Cape Cod is back to having no high-risk COVID-19 towns as of Wednesday, September 16.
The Massachusetts Department of Public Health on that day released its weekly report, which includes a color-coded map of all of the towns and cities in the state. Last week, Chatham was identified as being high risk on the map, but has returned to being among the lowest-risk towns this week.
The color gray is the lowest risk, meaning fewer than five cases reported in the past five days; green is second, with an average daily case rate of less than four per 100,000 residents; yellow means an average daily case rate of four to eight cases per 100,000 residents; and red, the highest risk, means the community has a daily incidence rate of more than eight cases per 100,000 residents.
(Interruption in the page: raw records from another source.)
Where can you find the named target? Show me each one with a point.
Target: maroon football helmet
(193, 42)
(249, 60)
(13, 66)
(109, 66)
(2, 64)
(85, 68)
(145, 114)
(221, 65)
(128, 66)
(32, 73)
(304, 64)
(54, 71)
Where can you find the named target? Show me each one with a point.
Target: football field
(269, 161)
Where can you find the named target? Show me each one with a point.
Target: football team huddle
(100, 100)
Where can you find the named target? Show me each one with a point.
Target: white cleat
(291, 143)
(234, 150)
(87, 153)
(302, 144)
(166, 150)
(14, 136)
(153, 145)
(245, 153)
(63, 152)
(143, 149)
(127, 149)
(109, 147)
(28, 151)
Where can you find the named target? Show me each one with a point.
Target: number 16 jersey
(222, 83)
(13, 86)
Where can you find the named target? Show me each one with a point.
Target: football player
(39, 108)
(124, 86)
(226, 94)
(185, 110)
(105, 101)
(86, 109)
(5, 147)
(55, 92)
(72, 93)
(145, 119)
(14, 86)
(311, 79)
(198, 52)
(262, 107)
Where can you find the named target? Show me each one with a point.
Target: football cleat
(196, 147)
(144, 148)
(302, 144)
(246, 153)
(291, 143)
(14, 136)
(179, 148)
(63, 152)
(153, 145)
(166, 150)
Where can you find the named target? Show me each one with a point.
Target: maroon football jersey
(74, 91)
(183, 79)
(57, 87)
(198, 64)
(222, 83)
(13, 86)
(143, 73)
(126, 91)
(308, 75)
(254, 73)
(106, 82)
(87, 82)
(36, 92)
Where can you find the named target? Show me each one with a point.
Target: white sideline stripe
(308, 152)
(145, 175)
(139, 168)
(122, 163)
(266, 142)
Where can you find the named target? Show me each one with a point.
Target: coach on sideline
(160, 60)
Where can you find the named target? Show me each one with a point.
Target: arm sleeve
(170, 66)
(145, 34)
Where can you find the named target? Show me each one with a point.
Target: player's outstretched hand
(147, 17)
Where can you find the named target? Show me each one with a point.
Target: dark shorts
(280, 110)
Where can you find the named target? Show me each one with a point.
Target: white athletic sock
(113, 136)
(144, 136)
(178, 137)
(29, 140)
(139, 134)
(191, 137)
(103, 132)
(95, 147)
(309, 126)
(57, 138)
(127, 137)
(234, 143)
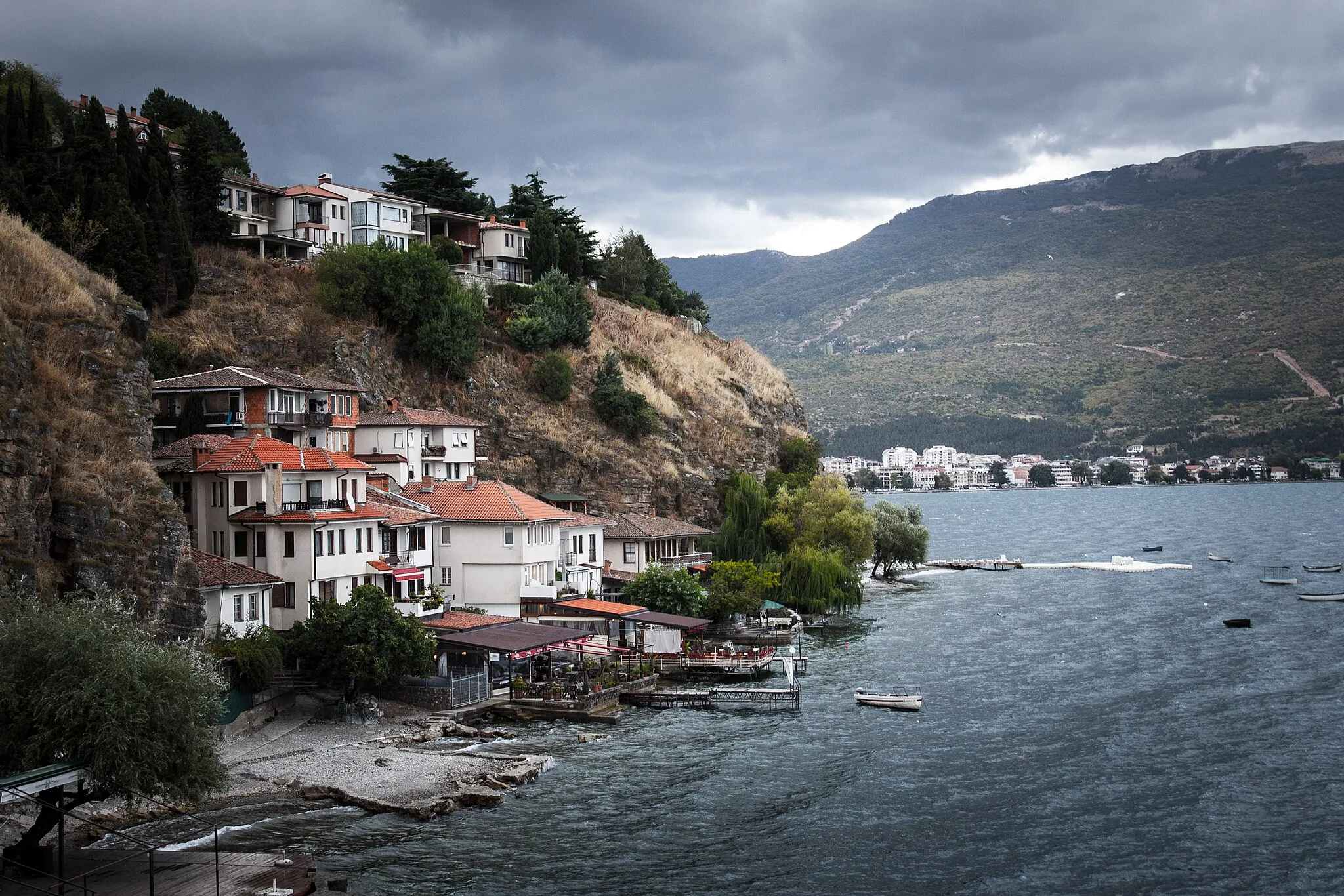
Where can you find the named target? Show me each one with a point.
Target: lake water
(1083, 733)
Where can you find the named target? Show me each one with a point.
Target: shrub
(553, 377)
(625, 411)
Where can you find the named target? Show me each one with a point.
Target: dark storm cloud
(714, 125)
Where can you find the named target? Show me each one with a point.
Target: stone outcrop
(81, 507)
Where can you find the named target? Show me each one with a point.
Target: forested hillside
(1125, 302)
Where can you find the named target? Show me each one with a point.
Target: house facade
(495, 547)
(410, 443)
(310, 411)
(299, 514)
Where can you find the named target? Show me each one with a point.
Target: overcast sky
(722, 125)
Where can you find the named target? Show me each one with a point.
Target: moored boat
(905, 702)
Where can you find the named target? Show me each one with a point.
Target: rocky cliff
(723, 406)
(79, 502)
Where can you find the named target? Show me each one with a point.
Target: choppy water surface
(1082, 733)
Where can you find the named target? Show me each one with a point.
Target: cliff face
(79, 502)
(723, 406)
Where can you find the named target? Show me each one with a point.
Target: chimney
(200, 452)
(272, 488)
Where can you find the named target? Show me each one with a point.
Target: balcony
(311, 504)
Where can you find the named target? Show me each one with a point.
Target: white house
(237, 597)
(495, 547)
(582, 552)
(409, 443)
(299, 514)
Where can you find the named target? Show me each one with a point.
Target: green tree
(553, 377)
(79, 682)
(816, 580)
(742, 535)
(900, 537)
(366, 640)
(1042, 476)
(866, 480)
(738, 586)
(1116, 473)
(621, 409)
(667, 590)
(437, 183)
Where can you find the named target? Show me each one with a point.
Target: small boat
(906, 702)
(1278, 575)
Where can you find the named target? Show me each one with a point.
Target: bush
(625, 411)
(553, 377)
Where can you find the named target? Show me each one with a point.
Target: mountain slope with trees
(1137, 304)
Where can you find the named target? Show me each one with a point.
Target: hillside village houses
(300, 222)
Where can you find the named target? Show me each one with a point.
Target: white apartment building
(409, 443)
(940, 456)
(495, 547)
(299, 514)
(900, 458)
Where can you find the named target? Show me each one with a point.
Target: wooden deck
(114, 872)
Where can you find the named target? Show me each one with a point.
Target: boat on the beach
(905, 702)
(1278, 575)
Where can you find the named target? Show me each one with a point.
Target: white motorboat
(906, 702)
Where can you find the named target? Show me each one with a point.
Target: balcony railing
(311, 504)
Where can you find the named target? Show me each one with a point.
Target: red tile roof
(457, 621)
(217, 573)
(362, 512)
(415, 417)
(483, 501)
(250, 455)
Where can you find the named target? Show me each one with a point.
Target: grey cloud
(795, 106)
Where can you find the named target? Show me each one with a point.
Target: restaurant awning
(515, 638)
(669, 621)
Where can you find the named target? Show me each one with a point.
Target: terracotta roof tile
(217, 573)
(250, 453)
(484, 501)
(415, 417)
(640, 525)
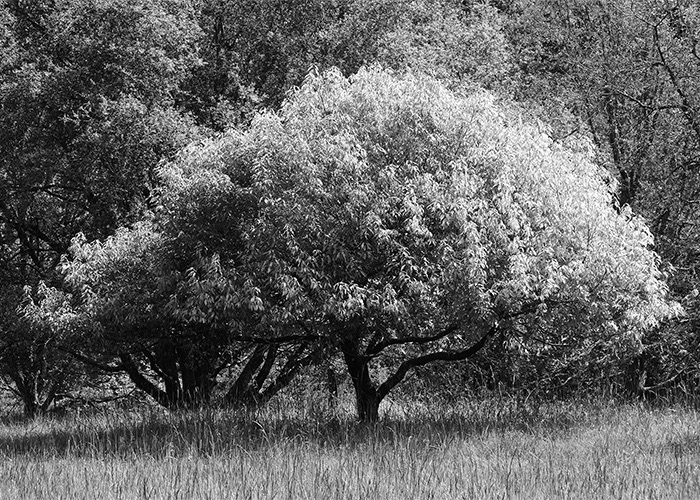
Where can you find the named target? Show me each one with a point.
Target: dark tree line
(172, 210)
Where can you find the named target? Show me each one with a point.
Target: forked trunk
(367, 396)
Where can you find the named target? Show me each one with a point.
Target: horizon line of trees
(183, 203)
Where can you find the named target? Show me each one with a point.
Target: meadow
(494, 448)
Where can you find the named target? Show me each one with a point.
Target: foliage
(406, 224)
(86, 97)
(629, 73)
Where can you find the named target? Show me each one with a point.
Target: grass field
(489, 449)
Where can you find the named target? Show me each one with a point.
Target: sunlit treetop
(394, 207)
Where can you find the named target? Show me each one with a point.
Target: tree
(87, 95)
(406, 224)
(628, 73)
(256, 52)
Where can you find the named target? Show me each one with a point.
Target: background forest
(209, 199)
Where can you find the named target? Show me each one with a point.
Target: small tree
(406, 224)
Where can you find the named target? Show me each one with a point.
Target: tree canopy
(399, 221)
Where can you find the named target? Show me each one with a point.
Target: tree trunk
(367, 396)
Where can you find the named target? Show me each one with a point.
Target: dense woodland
(204, 199)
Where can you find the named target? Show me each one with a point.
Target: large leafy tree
(404, 224)
(86, 113)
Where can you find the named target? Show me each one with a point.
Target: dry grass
(487, 449)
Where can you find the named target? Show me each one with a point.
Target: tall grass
(485, 449)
As of this week, all but three Cape communities are shaded gray. Falmouth, Barnstable, and Yarmouth have been labeled in green.
In total, 1,690 cases of COVID-19 have been confirmed on Cape Cod, 27 of those confirmed in the past week. The Barnstable County Department of Human Services had identified an additional 236 cases as being probable as of Tuesday.
Falmouth, which currently has the highest incidence rate on the Upper Cape, has had a total of 260 cases of the disease. Of those, 12 have been confirmed in the past two weeks.
Bourne has had a total of 176 cases, Mashpee has had 80, and Sandwich has had 107. All three towns currently have fewer than five cases.
Since last week, two people have died in Barnstable County from the illness, bringing the total to 171.
Two people are being treated for COVID-19 at Falmouth Hospital, though neither is in intensive care. Cape Cod Hospital is not currently treating any patients with the illness.
Across the state, 5,287 people are in isolation with the illness at this time.
The average age of a COVID-19 patient in the past two weeks is 36, while the average age of someone who has died in the past two weeks has been 79. The majority of people who have tested positive for the disease in that time span are in their 20s.
Testing has been conducted on the campuses of colleges and universities as students and faculty are welcomed back for the fall semester. Since the testing began on August 15, 499 cases of the illness have been identified at higher education institutions, with 168 new cases identified since last week. The data include students, faculty and staff.